Então, mesmo que ao investigado, suspeito ou acusado seja dado o amplo direito de defesa, deve haver limites, e o limite é, em última instância, a Lei. Nesse diapasão, foi “interessante” a divulgação dos procedimentos administrativos disciplinares durante seu andamento, o que é vedado. Mesmo depois do resultado, quando há possibilidade de publicidade, poderá o poder judiciário manter o sigilo, dada a circunstância ou natureza da infração ou dos envolvidos. Também é excepcional que tenha sido aberto novo procedimento disciplinar contra a suposta noticiante do assédio, professora Luciane Soares, quando o primeiro carrega um desfecho pelo arquivamento sem punição. Tudo isso com um procedimento criminal em curso, que manda a boa prudência, deve provocar um sobrestamento na esfera administrativa.
Imaginamos uma (improvável) reviravolta, e se confirma que houve o assédio, e não houve calúnia, injúria ou difamação, e aí o que fazer? Como reverter a punição administrativa e seus efeitos “morais”? Olhando isso tudo, não tenho como não lembrar de Gregor Samsa. Longe de mim posar de intelectual ou um especialista neste ou naquele autor. Mas Franz Kafka é intrigante. Gosto dele, desse tipo de realismo fantástico, essa coisa da naturalização do absurdo. No primeiro texto, fiz alusão a “O Processo”, pela loucura institucional instalada, essa coisa meio absurda de tratar partes em conflito de acordo com uma visão previamente estabelecida, e não com o compromisso (mesmo que formal) de encontrar uma verdade. Franz Kafka não ignorava que essa distorção fosse um tipo realidade possível, tão possível quanto indesejável.

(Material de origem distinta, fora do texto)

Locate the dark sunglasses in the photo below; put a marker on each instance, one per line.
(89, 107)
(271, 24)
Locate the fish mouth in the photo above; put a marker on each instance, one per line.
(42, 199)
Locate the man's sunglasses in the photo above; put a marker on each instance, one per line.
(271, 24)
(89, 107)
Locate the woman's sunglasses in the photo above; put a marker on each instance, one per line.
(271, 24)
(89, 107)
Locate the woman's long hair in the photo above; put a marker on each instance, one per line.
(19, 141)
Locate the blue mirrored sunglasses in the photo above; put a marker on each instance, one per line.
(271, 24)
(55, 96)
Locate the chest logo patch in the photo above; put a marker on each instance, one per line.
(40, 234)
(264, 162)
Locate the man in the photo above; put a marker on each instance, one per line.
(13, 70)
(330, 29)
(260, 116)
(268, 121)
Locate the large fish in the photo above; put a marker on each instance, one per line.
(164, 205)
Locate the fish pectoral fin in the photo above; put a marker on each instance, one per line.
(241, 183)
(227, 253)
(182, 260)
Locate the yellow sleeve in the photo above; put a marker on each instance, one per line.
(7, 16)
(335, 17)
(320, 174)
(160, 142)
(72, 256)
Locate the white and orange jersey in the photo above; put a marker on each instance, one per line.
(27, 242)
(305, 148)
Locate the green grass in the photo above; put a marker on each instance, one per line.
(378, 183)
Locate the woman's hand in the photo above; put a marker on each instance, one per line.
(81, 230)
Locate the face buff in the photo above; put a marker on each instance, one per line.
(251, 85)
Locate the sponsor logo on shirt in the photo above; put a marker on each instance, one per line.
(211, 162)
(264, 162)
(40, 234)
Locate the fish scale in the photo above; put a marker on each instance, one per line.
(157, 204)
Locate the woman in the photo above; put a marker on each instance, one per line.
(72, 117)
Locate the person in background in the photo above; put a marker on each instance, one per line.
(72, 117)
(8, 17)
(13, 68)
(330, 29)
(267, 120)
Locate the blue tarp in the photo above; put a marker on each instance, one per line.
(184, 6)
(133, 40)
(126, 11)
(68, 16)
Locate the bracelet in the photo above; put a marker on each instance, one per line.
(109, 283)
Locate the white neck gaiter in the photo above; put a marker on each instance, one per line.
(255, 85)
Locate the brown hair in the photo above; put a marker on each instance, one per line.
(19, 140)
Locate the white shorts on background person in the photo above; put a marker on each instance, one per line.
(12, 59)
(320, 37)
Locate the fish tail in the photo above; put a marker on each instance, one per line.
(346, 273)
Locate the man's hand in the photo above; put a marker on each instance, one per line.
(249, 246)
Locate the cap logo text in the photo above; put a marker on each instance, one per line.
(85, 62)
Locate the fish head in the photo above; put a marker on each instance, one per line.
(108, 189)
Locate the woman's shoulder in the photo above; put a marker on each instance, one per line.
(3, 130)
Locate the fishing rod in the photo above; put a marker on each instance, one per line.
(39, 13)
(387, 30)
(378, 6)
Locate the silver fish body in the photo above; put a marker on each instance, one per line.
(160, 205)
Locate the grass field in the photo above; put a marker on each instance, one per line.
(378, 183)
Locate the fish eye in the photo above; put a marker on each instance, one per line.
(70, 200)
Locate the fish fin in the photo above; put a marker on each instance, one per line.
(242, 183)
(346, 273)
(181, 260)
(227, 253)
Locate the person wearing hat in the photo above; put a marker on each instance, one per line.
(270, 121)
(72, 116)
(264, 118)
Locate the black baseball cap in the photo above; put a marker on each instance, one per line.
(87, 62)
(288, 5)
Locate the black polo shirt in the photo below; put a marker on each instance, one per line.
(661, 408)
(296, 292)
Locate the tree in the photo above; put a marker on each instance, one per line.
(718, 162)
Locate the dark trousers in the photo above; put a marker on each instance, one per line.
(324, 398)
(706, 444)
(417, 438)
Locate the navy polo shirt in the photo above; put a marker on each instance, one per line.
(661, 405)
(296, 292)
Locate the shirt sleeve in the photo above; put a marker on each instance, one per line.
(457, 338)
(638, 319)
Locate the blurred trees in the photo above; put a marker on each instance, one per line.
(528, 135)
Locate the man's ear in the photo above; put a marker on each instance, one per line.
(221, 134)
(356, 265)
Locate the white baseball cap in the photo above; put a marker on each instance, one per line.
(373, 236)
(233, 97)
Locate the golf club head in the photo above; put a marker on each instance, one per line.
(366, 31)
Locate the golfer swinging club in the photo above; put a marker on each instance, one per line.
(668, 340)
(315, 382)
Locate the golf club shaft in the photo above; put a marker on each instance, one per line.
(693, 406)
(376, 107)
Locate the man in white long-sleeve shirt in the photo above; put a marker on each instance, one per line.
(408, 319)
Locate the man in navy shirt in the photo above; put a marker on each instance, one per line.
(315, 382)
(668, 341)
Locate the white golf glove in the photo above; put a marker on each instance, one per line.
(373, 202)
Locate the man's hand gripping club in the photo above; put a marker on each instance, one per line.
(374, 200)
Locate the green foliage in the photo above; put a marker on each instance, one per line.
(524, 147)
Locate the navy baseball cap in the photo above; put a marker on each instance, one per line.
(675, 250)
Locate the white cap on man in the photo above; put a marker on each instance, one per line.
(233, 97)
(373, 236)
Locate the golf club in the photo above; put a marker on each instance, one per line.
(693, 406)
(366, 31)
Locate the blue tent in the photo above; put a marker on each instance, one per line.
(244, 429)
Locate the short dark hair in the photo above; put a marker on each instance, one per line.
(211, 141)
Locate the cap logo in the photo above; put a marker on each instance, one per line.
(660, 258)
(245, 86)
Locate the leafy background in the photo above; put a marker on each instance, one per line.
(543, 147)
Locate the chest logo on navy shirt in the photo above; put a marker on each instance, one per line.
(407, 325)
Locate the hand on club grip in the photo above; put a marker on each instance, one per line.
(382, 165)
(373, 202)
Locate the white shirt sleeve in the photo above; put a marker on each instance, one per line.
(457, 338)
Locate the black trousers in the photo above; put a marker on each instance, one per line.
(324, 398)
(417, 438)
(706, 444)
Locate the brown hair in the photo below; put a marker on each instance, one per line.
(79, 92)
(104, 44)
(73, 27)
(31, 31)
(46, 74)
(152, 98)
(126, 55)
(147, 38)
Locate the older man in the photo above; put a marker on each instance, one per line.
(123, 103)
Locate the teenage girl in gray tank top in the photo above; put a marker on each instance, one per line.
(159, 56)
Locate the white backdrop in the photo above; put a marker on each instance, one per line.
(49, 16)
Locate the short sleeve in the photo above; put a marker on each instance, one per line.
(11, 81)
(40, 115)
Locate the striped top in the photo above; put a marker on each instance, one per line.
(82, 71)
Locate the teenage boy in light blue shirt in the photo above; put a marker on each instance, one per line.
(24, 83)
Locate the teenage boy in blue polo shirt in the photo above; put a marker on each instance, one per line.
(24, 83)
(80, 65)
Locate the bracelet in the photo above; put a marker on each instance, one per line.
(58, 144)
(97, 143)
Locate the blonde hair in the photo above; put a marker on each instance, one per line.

Mas eu ouso dizer que a escrita dele se destina ao não conformismo com essa banalização, com essa metamorfose quase que inevitável das pessoas e das instituições. Assim, “O Processo” e “Metamorfose”, embora pareçam tratar de instituições, e indivíduos, separadamente, tratam do mesmo tema: o nosso processo de desumanização e a desumanização do processo.